Stewart Father’s Day Pow-wow doing great in first year back
After a four-year hiatus, the Stewart Father’s Day Pow-wow is back and as big as ever, said organizer Sherrada James.
“I’m totally excited because we haven’t been holding the pow-wow for a few years and we didn’t know what the turnout would be,” said James, executive director of the Nevada Indian Commission. “We didn’t expect all these vendors and look, we have over 100 dancers.”
Based on the theme “A Time of Renewal,” the gathering was both a time for people to rekindle old friendships and to build interest in a new Stewart Indian Museum and Cultural Center, she said. The old museum closed in 2001, but the commission is working to open a new one on the Stewart campus.
Shoshone, Washoe, Cree and Paiute dancers came from all over the West for the three-day gathering. The circle of shade tents was organized on the green grass next to building three, which used to house the museum.
Dancers competed in several different categories, including men’s and women’s fancy, traditional and women’s jingle dress.

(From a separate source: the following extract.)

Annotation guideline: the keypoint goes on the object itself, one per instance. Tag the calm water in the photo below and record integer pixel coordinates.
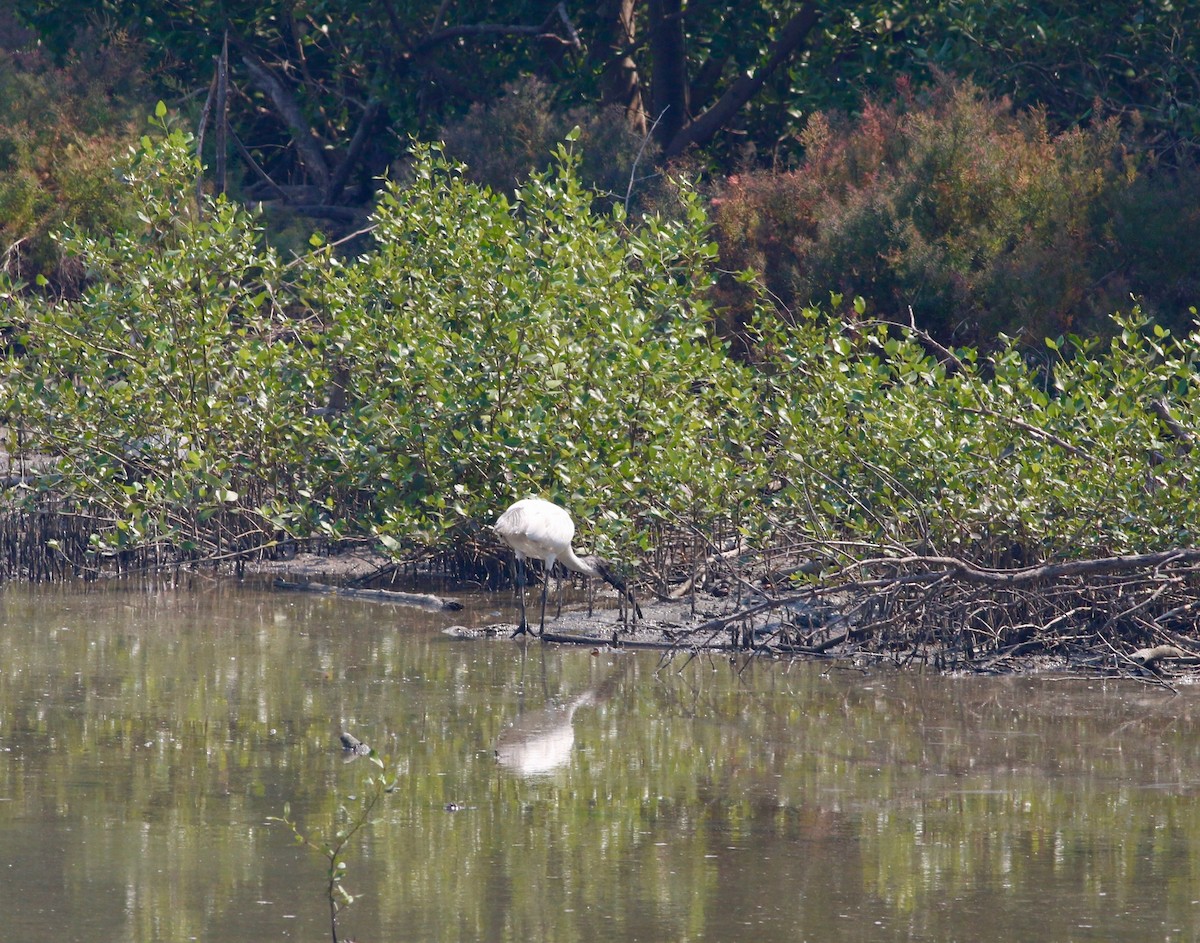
(147, 736)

Taylor Miller of Elko was the only competitor in the young boys’ fancy category. He danced in elaborate purple regalia made by his mother, JoAnn. He’ll be attending Elko Junior High next year as a seventh grader.

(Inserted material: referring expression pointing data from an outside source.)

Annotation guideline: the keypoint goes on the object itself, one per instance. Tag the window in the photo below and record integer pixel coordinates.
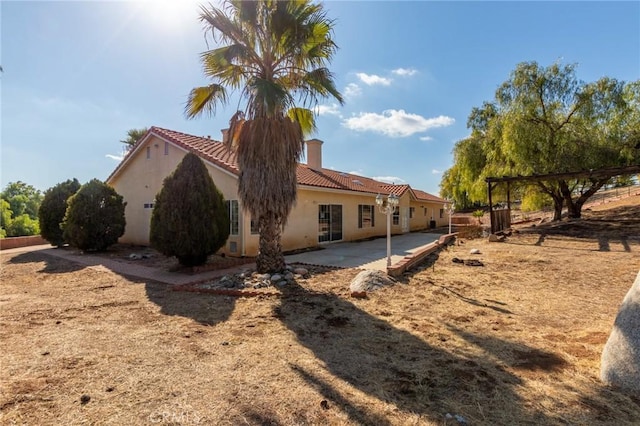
(255, 227)
(366, 218)
(234, 217)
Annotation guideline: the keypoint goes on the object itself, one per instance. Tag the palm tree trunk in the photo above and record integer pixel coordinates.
(270, 258)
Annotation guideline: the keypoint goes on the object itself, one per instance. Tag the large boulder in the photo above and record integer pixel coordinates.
(370, 280)
(621, 355)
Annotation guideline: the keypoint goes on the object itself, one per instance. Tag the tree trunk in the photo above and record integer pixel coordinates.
(270, 258)
(575, 207)
(557, 198)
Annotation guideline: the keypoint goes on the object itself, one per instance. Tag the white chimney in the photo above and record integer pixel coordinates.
(314, 154)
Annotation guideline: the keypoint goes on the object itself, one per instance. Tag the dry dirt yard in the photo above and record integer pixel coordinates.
(516, 341)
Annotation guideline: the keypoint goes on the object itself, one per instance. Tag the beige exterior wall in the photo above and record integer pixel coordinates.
(141, 179)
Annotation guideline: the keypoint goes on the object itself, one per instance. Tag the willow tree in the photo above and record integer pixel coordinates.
(274, 53)
(544, 120)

Six members of the Julianto family — known as the Sweet Sage Group — played a big drum and sang while Miller danced.
“We’ve been singing for like nine years now,” said Derald Julianto from Owyhee.

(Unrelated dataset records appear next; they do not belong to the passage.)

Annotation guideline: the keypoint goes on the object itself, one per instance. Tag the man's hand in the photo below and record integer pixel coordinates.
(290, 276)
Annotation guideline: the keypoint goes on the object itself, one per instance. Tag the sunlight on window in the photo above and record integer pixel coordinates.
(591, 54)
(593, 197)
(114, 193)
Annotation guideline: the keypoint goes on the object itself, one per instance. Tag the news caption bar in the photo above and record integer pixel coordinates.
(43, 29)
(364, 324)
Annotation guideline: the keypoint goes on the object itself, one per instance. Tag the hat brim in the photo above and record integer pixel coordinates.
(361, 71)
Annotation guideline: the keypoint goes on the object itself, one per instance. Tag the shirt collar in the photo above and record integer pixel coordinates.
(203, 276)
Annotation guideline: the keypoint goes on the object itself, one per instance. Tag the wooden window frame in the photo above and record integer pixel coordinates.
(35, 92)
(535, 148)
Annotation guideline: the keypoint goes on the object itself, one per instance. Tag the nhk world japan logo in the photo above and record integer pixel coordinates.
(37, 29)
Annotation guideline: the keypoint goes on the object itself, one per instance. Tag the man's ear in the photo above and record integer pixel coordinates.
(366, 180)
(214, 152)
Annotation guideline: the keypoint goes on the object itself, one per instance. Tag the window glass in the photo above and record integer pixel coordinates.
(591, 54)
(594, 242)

Teens from Rite of Passage in Yerington were volunteering at the pow-wow, helping people set up their shade tents, according to coach Mike Styers.
Vendor Mike Williams of Carson brought his tule duck decoys, arrow quivers and baskets for sale.
“It’s just a blessing to be able to be here because it hasn’t happened in about five years,” he said. “It’s a good time for the tribal people to get together.”
Cheryl Murphy had her mobile kitchen truck on site making Indian Tacos.
“They’re the best,” said her niece and employee, Jillian Fillmore of Dayton.
Next door the Native American Youth Club was selling fry bread.
Mike Leighton of Ogden, Utah was in line.
“We want to benefit the youth,” he said. “It’s a good cause.”
He was in town to visit with his future father-in-law, Al Schroeder.